The bench taking note of the submissions of the Parties and the deposition of the victim referred to the judgment of the Supreme Court in the case of Aman Kumar and Another Vs. State of Haryana [(2004) 4 SCC 379], wherein the accused was convicted by the trial court under Section 376(2)(g) of the Indian Penal Code. In the said case, it was held in para 8 that in every crime, there is first, intention to commit, secondly, preparation to commit it, thirdly, attempt to commit it. If the third stage, that is, attempt is successful, then the crime is complete. In case the attempt fails, the crime is not complete, but the law punishes the person attempting the act which is punishable under Section 511 of Indian Penal Code. It has been held in para 9 of the said judgment that if a person fails to commit the offence due to reasons beyond his control, he is said to have attempted to commit the offence. Attempt to commit an offence can be said to begin when the preparations are complete and the culprit commences to do something with the intention of committing the offence and which is a step towards the commission of offence. It has also been held that the moment he commences to do an act with the necessary intention, he commences his attempt to commit the offence and mere intention to commit an offence, not followed by any act, cannot constitute an offence.
The bench noted that the present case is required to be examined in the light of the aforesaid law laid down by the Hon’ble Supreme Court considering the various stages i.e. intention, preparation, attempt and ultimate commission of offence. The distinction has also to be kept in mind between indecent assault amounting to outraging the modesty of the victim and attempt to rape. There can be no doubt that attempt to rape is an aggravated form of indecent assault.
It is required to be examined in the present case as to: Whether the intention and preparation of the petitioner was to commit rape upon the victims and whether such intention and preparation translated into an attempt to commit rape considering the conduct of the accused and circumstances of the case.
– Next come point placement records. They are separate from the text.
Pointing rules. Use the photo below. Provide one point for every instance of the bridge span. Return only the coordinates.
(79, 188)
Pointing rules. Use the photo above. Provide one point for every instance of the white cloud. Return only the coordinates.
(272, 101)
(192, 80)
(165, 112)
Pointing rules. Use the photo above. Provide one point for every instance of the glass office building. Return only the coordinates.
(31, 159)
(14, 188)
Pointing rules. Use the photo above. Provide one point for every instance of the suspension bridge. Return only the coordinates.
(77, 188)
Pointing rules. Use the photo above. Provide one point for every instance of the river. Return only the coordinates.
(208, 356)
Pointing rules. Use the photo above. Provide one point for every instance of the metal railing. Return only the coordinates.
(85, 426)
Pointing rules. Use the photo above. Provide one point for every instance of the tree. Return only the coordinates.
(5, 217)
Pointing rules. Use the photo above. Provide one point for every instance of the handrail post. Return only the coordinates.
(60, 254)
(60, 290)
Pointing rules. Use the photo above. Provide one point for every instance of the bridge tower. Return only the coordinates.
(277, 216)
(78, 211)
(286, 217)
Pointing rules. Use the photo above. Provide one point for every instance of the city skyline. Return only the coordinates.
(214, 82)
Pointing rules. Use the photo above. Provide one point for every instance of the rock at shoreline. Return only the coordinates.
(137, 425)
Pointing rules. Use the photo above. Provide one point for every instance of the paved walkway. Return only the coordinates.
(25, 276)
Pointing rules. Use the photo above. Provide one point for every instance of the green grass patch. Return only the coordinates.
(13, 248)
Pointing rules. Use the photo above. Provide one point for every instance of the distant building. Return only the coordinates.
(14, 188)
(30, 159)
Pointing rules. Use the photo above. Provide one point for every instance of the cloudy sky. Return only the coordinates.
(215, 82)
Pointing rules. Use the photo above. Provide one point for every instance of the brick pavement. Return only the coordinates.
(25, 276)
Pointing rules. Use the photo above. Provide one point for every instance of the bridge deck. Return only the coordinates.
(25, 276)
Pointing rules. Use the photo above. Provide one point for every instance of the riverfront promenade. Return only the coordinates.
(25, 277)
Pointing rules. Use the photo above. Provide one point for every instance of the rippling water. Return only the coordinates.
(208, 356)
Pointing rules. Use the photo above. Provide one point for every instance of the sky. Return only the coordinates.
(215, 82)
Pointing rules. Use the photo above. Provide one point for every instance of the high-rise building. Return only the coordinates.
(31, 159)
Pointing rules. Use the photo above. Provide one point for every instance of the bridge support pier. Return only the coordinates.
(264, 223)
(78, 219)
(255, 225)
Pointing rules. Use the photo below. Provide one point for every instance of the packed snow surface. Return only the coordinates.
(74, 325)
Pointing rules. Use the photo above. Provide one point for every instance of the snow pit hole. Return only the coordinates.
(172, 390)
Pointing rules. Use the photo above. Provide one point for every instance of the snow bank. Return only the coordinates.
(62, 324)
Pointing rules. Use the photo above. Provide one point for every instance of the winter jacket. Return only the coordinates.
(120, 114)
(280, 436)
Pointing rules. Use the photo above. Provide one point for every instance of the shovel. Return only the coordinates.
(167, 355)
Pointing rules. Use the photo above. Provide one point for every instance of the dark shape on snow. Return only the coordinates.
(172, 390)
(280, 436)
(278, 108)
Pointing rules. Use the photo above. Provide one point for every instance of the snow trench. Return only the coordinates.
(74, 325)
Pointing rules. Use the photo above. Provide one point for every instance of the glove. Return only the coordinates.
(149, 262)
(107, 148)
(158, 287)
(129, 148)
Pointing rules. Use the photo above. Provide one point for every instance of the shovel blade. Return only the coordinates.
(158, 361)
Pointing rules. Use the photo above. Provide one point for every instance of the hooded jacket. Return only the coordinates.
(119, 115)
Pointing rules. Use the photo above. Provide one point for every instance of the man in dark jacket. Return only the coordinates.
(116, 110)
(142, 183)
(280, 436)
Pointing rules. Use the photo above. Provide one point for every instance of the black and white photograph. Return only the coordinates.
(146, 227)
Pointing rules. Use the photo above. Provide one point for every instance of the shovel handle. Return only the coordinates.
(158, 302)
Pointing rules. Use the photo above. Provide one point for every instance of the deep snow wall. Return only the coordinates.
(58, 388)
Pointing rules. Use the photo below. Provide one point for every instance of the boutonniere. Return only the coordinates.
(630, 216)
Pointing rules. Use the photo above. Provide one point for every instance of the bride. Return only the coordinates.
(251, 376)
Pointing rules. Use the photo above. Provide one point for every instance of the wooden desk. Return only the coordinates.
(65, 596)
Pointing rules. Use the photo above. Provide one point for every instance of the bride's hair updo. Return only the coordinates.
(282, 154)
The bench dismissing the criminal revision petition noted, “In view of the aforesaid discussions and findings and considering the entire facts and circumstances of this case, this Court is of the considered view that the learned courts below have passed well-reasoned judgments considering every aspect of the matter and every argument advanced on behalf of the petitioner. There being no perversity or illegality in the impugned judgments of conviction and sentence, no interference is called for. Considering the nature of offence and the manner it has been committed, any lenient view in the matter of sentence will defeat the ends of justice as substantial justice has been done by the impugned judgments. Accordingly, this criminal revision petition is hereby dismissed.”